When Denali National Park asked if I could assist their efforts to create images that they could use to educate the public about the vast Alaska Range I was pretty excited. There was so much potential to make such a vast, stunning and inaccessible region more accessible through photography and the web.
Soon I was in a small bush plane breathing oxygen through a mask while photographing the vast Alaska Range. Then the bush pilot said a terrible thing to hear at 20,000 feet. “Shit!” A small tank of oxygen supplying the other passenger was empty. After waiting two weeks for the flyable weather we had today, my only chance to complete the assignment was about to run out of air. We’d have to descend – and fast.
I’ve spent years photographing under some of the most difficult situations you could imagine – in different cultures, climates, countries and war zones with fixers, translators and almost any form of transportation. The oxygen issue was really no different than talking myself across a border, photographing while paddling a class V river, or climbing a remote, cold mountain. It was no different than working my way into the middle of a situation where I could create the opening spread of a story.

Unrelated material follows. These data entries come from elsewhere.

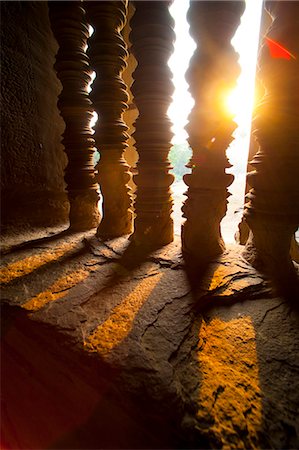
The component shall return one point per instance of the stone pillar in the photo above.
(71, 31)
(272, 209)
(152, 39)
(107, 51)
(212, 74)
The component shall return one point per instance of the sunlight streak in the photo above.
(229, 392)
(28, 265)
(120, 322)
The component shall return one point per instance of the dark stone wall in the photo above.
(33, 161)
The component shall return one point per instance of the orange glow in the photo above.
(31, 263)
(229, 391)
(120, 322)
(58, 290)
(277, 50)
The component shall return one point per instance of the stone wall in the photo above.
(33, 161)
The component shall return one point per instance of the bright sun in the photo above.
(238, 103)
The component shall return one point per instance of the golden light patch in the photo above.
(31, 263)
(230, 396)
(112, 332)
(58, 290)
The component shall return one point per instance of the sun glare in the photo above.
(238, 103)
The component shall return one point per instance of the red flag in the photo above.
(277, 50)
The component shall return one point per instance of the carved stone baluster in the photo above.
(272, 210)
(152, 39)
(211, 75)
(107, 51)
(71, 31)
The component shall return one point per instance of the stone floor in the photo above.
(104, 347)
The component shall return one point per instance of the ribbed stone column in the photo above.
(71, 31)
(212, 74)
(152, 39)
(272, 209)
(107, 52)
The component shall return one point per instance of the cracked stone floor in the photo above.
(104, 348)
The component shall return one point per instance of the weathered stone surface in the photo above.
(108, 52)
(71, 30)
(212, 73)
(32, 160)
(213, 364)
(152, 39)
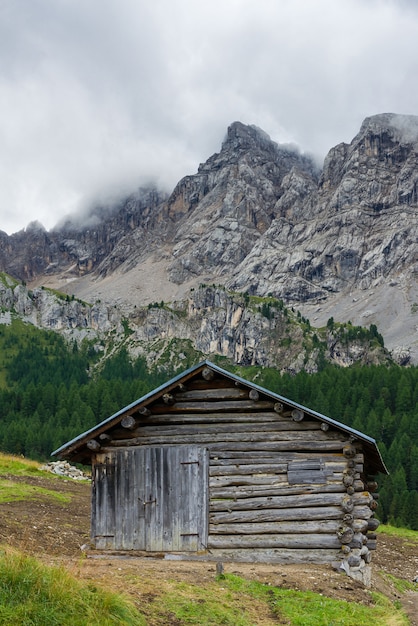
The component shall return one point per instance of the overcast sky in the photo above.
(100, 96)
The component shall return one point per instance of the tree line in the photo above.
(50, 393)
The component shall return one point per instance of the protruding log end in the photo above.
(345, 534)
(208, 374)
(349, 451)
(168, 399)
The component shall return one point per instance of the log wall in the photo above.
(282, 485)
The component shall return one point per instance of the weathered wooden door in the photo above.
(153, 499)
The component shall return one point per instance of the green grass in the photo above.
(234, 601)
(12, 491)
(402, 533)
(32, 594)
(18, 466)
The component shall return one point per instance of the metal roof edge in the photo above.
(144, 398)
(206, 363)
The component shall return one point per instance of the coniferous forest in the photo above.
(51, 391)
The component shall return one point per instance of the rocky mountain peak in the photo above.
(258, 217)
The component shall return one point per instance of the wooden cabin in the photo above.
(212, 466)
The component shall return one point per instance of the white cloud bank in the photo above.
(98, 97)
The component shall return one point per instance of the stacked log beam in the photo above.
(283, 485)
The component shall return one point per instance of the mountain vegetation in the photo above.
(51, 391)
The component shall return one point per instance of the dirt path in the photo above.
(56, 532)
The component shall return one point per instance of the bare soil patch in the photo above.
(58, 533)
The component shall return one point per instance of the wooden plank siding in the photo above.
(269, 483)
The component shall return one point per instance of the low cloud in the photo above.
(98, 98)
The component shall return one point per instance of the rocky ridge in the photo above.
(259, 218)
(210, 321)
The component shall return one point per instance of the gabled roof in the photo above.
(73, 448)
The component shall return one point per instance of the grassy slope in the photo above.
(33, 593)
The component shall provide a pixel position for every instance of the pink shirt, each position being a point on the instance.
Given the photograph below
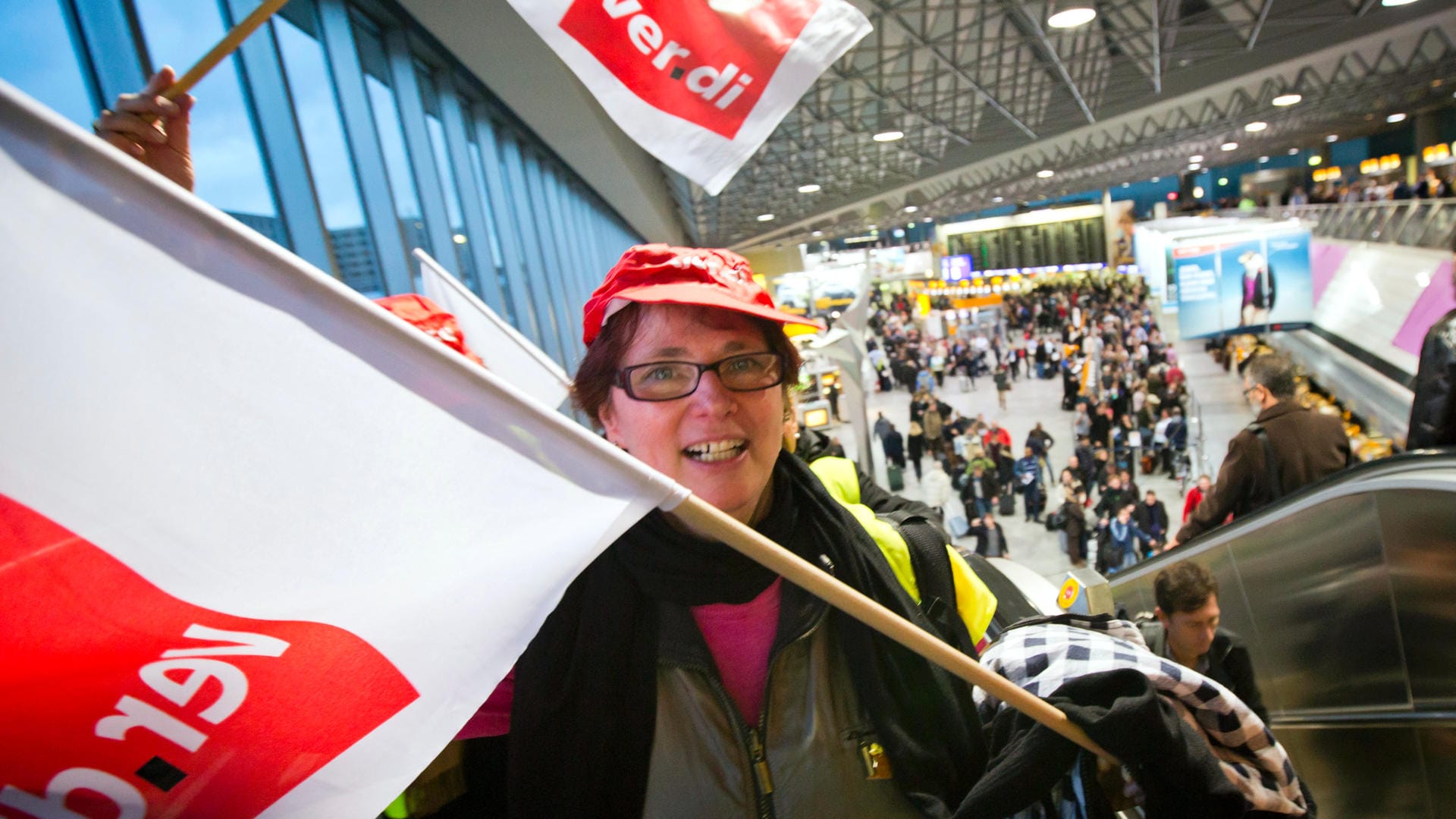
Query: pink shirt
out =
(739, 635)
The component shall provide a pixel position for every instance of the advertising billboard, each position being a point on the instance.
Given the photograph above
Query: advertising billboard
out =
(1250, 283)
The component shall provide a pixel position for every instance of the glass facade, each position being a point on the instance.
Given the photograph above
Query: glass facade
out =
(344, 133)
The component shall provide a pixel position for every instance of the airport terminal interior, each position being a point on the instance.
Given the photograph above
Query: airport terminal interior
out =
(1036, 237)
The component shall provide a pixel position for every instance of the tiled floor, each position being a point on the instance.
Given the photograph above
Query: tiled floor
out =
(1031, 401)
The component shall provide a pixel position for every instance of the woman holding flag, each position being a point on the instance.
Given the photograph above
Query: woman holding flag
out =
(677, 675)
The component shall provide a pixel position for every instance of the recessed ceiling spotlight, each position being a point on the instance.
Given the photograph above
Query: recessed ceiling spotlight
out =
(1072, 18)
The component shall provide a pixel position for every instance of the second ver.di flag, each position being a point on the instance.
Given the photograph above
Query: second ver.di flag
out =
(698, 83)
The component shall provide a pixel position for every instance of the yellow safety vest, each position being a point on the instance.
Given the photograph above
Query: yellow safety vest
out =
(973, 599)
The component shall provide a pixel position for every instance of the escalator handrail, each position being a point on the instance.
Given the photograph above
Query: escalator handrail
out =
(1338, 484)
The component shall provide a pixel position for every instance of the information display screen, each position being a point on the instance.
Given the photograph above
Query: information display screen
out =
(1250, 283)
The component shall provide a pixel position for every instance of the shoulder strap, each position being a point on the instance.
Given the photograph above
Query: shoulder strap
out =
(930, 563)
(1270, 464)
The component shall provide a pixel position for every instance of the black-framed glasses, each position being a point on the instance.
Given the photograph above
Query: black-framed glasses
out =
(664, 381)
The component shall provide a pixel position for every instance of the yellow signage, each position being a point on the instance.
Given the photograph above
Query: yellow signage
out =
(1069, 594)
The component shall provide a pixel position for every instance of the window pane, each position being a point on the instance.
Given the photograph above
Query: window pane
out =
(391, 136)
(224, 145)
(437, 145)
(39, 58)
(318, 112)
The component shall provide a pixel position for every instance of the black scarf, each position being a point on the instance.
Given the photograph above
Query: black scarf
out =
(585, 689)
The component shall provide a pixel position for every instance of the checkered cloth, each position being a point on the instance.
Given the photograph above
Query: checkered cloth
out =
(1043, 656)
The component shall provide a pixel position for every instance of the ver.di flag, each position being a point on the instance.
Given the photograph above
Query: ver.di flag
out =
(698, 83)
(264, 547)
(504, 350)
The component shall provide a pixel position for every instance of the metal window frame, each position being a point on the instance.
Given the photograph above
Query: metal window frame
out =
(270, 105)
(366, 153)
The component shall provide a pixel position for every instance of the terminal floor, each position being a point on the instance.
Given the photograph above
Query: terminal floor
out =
(1030, 401)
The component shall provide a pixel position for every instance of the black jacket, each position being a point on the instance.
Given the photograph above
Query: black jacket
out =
(1433, 411)
(1229, 664)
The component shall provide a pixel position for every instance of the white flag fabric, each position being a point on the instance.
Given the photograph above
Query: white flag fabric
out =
(504, 350)
(698, 83)
(264, 547)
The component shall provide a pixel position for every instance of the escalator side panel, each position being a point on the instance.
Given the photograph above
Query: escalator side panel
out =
(1420, 541)
(1316, 586)
(1385, 763)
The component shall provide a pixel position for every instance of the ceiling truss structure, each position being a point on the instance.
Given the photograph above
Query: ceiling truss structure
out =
(987, 96)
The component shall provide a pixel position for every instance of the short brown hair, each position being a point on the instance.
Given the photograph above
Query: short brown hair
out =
(1184, 588)
(599, 366)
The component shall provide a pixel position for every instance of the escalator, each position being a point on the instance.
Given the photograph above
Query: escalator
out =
(1346, 595)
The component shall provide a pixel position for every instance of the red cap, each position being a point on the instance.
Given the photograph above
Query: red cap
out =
(430, 319)
(682, 276)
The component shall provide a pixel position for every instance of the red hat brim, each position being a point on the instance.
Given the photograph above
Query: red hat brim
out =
(704, 295)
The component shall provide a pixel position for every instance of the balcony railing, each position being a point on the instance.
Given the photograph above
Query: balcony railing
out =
(1417, 223)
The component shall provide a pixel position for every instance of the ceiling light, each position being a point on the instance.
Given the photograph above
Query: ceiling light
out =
(1072, 18)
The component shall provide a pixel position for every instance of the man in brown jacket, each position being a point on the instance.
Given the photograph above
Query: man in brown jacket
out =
(1307, 447)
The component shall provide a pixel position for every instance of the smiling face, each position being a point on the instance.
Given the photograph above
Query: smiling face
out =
(718, 444)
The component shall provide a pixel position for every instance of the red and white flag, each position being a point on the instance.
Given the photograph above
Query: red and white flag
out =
(264, 547)
(504, 350)
(698, 83)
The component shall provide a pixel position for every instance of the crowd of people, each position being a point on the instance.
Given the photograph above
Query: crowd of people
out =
(1120, 381)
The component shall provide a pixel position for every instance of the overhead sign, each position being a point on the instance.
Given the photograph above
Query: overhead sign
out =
(698, 83)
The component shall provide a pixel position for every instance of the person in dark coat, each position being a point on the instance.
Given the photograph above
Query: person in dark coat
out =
(894, 447)
(990, 539)
(1433, 410)
(1152, 516)
(1307, 447)
(1187, 632)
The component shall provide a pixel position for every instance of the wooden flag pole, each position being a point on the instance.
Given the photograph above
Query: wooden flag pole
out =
(708, 521)
(231, 41)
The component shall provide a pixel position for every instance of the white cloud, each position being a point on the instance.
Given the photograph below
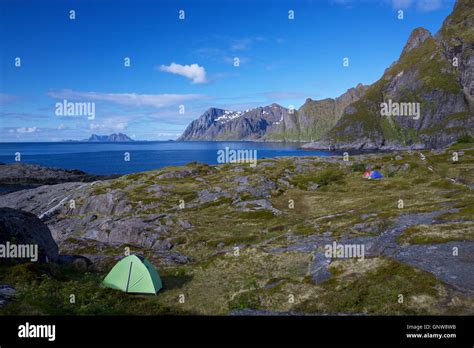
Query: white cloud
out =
(128, 99)
(7, 98)
(194, 72)
(26, 129)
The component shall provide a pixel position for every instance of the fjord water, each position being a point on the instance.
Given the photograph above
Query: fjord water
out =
(108, 158)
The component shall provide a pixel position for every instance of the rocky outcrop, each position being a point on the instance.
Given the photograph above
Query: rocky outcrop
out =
(22, 228)
(219, 124)
(33, 174)
(423, 100)
(314, 118)
(273, 122)
(434, 74)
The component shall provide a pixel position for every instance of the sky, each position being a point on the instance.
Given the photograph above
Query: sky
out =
(180, 67)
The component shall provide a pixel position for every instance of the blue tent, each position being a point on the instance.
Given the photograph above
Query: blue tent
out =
(375, 174)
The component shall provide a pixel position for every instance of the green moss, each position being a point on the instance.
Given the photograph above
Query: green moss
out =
(375, 292)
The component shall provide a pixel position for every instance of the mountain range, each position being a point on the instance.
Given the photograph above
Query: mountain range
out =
(433, 73)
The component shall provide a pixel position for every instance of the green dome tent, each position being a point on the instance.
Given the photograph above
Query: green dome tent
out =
(133, 274)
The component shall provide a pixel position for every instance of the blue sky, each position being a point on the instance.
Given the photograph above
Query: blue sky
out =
(187, 62)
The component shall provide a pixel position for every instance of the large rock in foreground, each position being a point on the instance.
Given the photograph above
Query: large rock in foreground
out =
(21, 228)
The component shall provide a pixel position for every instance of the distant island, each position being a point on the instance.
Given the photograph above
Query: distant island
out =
(120, 137)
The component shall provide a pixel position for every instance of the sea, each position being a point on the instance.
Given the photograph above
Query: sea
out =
(111, 158)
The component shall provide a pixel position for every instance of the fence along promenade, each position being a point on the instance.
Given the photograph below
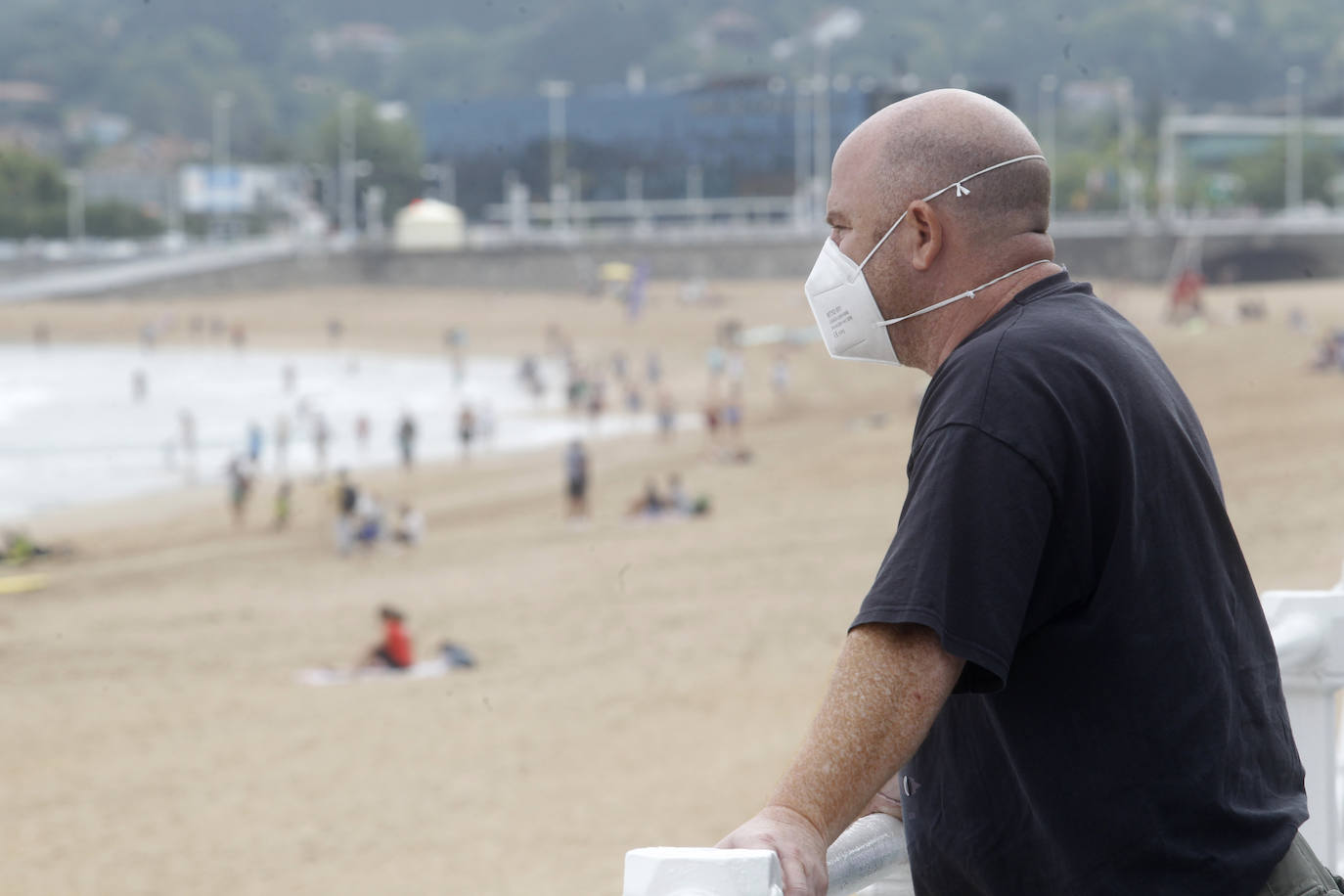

I unbuckled, removed my mask and rummaged in the back of the plane until I found a mask we could plug into the main oxygen tank. Climbing back into my seat and my oxygen, we were able to fly for another hour while I shot Denali and adjacent peaks from as high as 23,000 feet.
What Denali National Park received was a tightly organized, GPS coded collection of thousands of images from across the range that they immediately began using for public education and outreach. Seeing opportunity to improve the outreach further, I additionally developed a search engine optimized website tying the images to google maps, ecommerce and automated printing so that climbers and explorers could access the images for research and planning from anywhere they had internet access.